There are two ways of implementing an API:

  1) forcing common ground: that is creating a sufficiently abstracted 
way to look at the problem

  2) leaving context-specific hooks: the component connects to the 
context-specific hooks.

Java has a known history of using patter #1, but recently this has been 
challenged very seriuosly (see Eclipse SWT vs. Swing) and with some 
*great* achievements.

This said, do we really want to abstract our Environment objects so that 
they are capable of handling all web, CLI and mail environments? Isn't 
this FS?

I'm not stating, just asking.

> [...]
> 
>>> In a servlet, input would be
>>> taken from the input stream of the request object. We could also have
>>> a writable cocoon: protocol where the input stream would be set by the
>>> user of the protocol, more about that later, (see also my post in the
>>> thread [1]).
>>>
>>> An example:
>>>
>>> <match pattern="**.xls"/>
>>>   <generate type="xls"/>
>>>   <transform type="xsl" src="foo.xsl"/>
>>>   <serialize type="xml" dest="context://repository/{1}.xml"/>
>>> </match>
>>
>>
>>
>> I see two things here:
>>
>> 1) the current pipeline components don't seem to be asymmetric (and 
>> this goes somewhat against what you wrote at the beginning of your 
>> email), the asymmetry is in the fact that the serializer output is 
>> *always* bound to the client response. Am I right on this assumption?
> 
> 
> The fact is that the request is (down-to-earth) a URI, and a response is 
> a stream. This is not symmetry.

??? what about those PUT WebDAV requests that might have a 10Mb payload 
and return a simple two line http response with an error code?

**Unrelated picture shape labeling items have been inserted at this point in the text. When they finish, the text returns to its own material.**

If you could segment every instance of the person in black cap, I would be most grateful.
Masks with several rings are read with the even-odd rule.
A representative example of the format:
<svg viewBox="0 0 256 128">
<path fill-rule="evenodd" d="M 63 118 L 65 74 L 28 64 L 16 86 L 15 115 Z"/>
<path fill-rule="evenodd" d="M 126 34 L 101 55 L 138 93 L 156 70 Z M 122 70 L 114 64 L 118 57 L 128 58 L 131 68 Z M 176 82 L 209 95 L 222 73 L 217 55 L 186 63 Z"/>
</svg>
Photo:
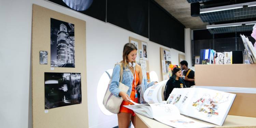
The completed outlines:
<svg viewBox="0 0 256 128">
<path fill-rule="evenodd" d="M 182 61 L 180 63 L 181 69 L 185 70 L 183 72 L 183 75 L 184 76 L 184 80 L 187 87 L 190 87 L 192 86 L 195 85 L 195 71 L 188 68 L 188 63 L 186 61 Z"/>
</svg>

lack of simmetry is perceived because of the way the wep currently works 
that is 90% of the HTTP requests are problably GET, 9.99% POST and 0.01% 
all the other HTTP actions.

But there is *nothing* instrincially asymetric in the web nor in how 
cocoon pipelines work (if you consider your Environment as Request + 
ServletRequest)

>> 2) what is this pipeline returning to the requesting client? This is 
>> not SMTP, we have to return something. Sure, we might simply return an 
>> HTTP header with some error code depending on the result of the 
>> serialization, but then people will ask how to control that part.
> 
> 
> [...]
> 
> 
>>> Several of the existing
>>> generators would be highly usable in input pipelines if they were
>>> modified in such a way that they read from "standard input" when no
>>> src attribute is given.
>>
>>
>> I lost you here.
> 
> 
> My take: If you use a Generator with a source protocol, it's more 
> flexible. Add a protocol that gets data from request input, and you're 
> done.

Hmmm, between

  <map:generate type="file" src="input:web:/"/>

and

  <map:generate type="payload"/>

I would choose the second.

A full URI scheme for simply getting an input stream is too much and it 
might be *very* dangerous since people will very easily abuse it like this

  <map:generate src="blah.xml"/>
  <map:transform src="input:web:/">

which might lead to *serious* security concerns and cross-site scripting 
problems with injected XSLT

> [...]
> 
> 
>> Wouldn't the following pipeline achieve the same functionality you 
>> want without requiring changes to the architecture?
>>
>>  <match pattern="myservice">
>>   <generate type="payload"/>
>>   <transform type="validator">
>>     <parameter name="scheme" value="myInputFormat.scm"/>
>>   </transform>
>>   <select type="pipeline-state">
>>    <when test="valid">
>>     <transform type="xsl" src="myInputFormat2MyStorageFormat.xsl"/>
>>     <transform type="my-business-logic"/>
>>     <serialize type="xml"/>
>>    </when>
>>    <otherwise>
>>     <!-- produce an error document -->
>>    </otherwise>
>>   </select>
>>  </match>
> 
> 
> I basically asked the same thing... but we cannot have a generic payload 
> generator yet.

Who said we should? Is there a *real* (non theory-driven) need for such 
a thing?

I've been using the request generator with good satisfaction even for 
web services-like stuff and I don't need to send any input from the 
command line (do you?) and a Mailet wrapper for Cocoon is yet to be seen.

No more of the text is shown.